Variants in this gene are associated with autosomal dominant intellectual disability and microcephaly. Additional literature: PMID: 23099646 Courcet et al (2012) identified a de novo frameshift mutation (c.290_291delCT; p.Ser97Cysfs*98) in a patient with growth retardation, primary severe microcephaly, delayed language, ID, and seizures. Though the following was not counted as evidence in this review, Moller et al. (2008) (PMID: 18405873) identified two unrelated patients with similar phenotypes with de novo balanced translocations that disrupted DYRK1A. The first patient was 24 months at time of the report and had microcephaly, DD, feeding problems, febrile convulsions, and "hand stereotypes". For this patient, a de novo balanced tranlocation t(9;21)(p12;q22) was identified with the chr9 breakpoint in a seg dup region with no genes. The chr21 breakpoint occurred within the second intron of DYRK1A as determined by FISH and tiling path BAC array. The second patient had severe ID, microcephaly, feeding problems, and febrile convulsions. She had a de novo balanced translocation t(2;21)(q22;q22) with the chr2 breakpoint in LRP1B and the chr21 breakpoint in DYRK1A.

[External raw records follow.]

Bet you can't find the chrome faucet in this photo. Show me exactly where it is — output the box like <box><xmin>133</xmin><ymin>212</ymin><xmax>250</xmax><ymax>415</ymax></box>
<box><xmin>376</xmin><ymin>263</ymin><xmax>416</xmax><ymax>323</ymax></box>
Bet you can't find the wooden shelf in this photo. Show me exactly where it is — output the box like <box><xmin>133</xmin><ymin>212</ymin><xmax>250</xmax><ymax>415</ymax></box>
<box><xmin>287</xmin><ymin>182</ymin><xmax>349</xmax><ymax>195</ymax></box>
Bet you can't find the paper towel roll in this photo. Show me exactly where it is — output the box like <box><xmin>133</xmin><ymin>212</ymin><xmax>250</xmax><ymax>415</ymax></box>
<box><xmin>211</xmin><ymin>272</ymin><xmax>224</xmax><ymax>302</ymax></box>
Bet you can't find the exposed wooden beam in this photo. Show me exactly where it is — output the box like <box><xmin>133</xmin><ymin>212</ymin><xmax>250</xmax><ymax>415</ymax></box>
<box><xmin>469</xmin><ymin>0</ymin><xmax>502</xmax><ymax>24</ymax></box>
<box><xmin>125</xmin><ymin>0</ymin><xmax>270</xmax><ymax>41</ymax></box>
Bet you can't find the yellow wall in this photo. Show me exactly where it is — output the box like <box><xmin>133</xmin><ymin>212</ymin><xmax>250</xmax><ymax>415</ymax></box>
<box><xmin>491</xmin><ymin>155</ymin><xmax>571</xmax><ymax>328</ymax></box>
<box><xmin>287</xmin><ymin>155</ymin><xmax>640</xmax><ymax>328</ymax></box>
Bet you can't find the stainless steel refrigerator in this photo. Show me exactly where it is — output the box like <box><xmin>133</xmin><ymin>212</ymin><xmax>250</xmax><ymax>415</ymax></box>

  • Triplosensitivity score: 0
  • Strength of Evidence (disclaimer): No evidence for dosage pathogenicity

Triplosensitivity phenotype comment:

This gene is located in the Down Syndrome Critical Region. Isolated, single gene duplication of DYRK1A has not been reported in the medical literature. Note: PMID 17145134: Dowjat et al. (2007) analyzed DYRK1A protein in 17 DS brain tissues vs 12 control brain tissues. They report a ~1.5 fold increase in protein in the DS samples as compared to the controls.